RAHIM YAR KHAN: The In-service Agriculture Training Institute (IATI), RYK, an institute established more than six decades back to promote agriculture in the region is an ignored asset of the government with its dilapidated building and other vital infrastructure.

IATI, RYK, was originally established at Khanpur in 1952-53 with a capacity to train 50 Agriculture Field Assistants (AFAs) through a one-year certificate programme. Later, in 1958 a Village Aid Programme (VAP) was initiated by the then Bahawalpur State for settlement of migrated people and train and assist them in agriculture.

For the purpose, different portions of the main building of IATI were constructed on a 44-acre piece of land near old (Khanpur) city with a 25 acres Research Farm at Chak 101-P.

In 1961 VAP was closed and its entire staff and assets were transferred to the provincial agriculture department.

IATI Khanpur was shifted to VAP building here the same year and its training capacity was enhanced from 50 to 100 AFAs. In 1966-67 the one-year certificate programme was upgraded to a two-year diploma programme.

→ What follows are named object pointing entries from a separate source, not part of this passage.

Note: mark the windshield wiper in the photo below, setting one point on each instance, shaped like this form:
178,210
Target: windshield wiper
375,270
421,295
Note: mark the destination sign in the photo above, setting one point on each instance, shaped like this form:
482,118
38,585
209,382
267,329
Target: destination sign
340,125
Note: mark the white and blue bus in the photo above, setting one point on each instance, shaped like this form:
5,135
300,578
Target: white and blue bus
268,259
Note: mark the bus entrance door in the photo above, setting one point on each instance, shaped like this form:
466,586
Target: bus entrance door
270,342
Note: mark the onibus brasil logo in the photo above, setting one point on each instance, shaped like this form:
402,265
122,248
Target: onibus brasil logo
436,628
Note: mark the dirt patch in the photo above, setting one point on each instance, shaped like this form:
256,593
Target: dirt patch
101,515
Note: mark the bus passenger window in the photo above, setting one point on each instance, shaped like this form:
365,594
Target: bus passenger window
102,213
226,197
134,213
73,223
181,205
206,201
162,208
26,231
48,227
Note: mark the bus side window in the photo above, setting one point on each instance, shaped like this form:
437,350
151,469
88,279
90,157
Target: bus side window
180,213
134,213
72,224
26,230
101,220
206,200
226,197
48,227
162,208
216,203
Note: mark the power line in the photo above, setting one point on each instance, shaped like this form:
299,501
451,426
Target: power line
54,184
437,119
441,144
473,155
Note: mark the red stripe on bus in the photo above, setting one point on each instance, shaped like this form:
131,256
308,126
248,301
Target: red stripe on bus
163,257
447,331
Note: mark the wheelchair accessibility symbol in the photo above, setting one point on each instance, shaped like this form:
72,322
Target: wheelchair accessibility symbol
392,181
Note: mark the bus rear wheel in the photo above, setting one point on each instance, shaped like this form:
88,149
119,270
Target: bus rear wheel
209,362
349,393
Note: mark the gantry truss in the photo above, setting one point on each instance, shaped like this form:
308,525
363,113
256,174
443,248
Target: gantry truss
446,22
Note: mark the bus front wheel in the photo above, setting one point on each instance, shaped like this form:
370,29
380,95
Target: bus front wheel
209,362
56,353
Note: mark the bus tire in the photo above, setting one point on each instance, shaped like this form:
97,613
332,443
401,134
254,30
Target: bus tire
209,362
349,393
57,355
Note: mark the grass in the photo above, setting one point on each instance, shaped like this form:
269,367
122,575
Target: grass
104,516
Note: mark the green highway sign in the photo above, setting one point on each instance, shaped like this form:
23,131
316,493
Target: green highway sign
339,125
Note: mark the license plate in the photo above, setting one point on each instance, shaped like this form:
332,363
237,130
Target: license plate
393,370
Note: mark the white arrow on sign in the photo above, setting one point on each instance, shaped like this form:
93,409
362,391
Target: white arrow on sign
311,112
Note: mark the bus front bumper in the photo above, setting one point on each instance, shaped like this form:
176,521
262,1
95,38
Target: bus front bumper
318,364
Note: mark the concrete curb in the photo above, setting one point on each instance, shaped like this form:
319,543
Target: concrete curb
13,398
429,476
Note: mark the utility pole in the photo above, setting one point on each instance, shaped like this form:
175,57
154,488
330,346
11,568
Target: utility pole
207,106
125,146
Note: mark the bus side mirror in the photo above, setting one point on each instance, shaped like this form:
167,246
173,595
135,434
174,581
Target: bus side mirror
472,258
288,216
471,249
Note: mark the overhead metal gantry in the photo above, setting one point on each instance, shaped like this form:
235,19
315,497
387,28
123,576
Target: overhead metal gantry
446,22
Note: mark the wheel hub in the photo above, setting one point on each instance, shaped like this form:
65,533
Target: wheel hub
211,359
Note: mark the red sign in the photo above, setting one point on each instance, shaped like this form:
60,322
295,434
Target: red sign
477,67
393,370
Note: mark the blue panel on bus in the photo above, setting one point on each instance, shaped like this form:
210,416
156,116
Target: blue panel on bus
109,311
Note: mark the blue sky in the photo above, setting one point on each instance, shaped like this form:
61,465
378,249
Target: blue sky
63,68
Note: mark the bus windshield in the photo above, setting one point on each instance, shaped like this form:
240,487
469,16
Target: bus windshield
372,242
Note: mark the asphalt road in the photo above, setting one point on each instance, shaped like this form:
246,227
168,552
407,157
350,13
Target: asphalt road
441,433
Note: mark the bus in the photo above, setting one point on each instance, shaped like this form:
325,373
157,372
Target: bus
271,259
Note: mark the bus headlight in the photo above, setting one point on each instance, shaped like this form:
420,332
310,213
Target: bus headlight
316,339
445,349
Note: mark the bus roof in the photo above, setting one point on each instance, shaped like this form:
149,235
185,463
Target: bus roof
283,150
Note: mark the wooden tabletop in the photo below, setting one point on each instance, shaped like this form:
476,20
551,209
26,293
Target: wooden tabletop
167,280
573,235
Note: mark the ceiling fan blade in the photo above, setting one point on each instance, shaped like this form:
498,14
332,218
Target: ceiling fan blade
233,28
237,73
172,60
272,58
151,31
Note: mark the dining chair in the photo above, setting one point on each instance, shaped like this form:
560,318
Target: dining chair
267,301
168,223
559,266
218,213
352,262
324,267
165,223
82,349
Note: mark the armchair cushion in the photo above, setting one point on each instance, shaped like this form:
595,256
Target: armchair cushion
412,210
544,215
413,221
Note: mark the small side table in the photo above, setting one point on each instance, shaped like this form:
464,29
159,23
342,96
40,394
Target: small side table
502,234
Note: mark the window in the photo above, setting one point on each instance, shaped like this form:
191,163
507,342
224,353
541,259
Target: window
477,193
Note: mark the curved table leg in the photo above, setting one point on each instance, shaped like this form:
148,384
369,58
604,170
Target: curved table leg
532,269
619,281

Then IATI got affiliation with the University of Agriculture Faisalabad (UAF) during 1979-80 and in 200 the two-year diploma was declared equivalent to intermediate. In 2007 this diploma was upgraded to 3-year Diploma in Agriculture Sciences (DAS).

Currently the institute has total 132 employees, including teaching, administrative and supporting staff. There are workshops, laboratories, hostels, an auditorium and a residential colony owned by the institute but their buildings are in a dilapidated condition and no maintenance work, except whitewashing, had been done during the last 58 years.

In 2007 a library, a computer lab and three classrooms were added to the institute through the Human Resource Programme of Punjab government.

— Dawn photos
— Dawn photos

An IATI official, requesting anonymity, said an agriculture technical board should be established to merge all such institutes that were established in Sargodha, Layyah, Rawalpindi and Multan.

He said the faculty models of the UAF and IATI, RYK, did not match with each other. He said that contract-based appointments in IATI were creating problems and there was no permission of projects in the institute.

IATI Deputy Director Imtiaz Ahmed told Dawn that the institute could be used as a hub for promoting cottage industry in this area.

He said honey bee farming (Apiculture), silk worm farming (Sericulture), mushroom cultivation, food technology, farmers’ IT training and farmers technology transfer center in the institute could be used to benefit the farmers of RYK where cotton and sugarcane was cultivated on 500,000 and 600,000 acres, respectively, while there were mango orchards on 72,000 acres.

He stressed that the IATI could also be converted into a sub-campus of the UAF which could offer BS and MS programmes with its huge infrastructure located in center of the RYK city.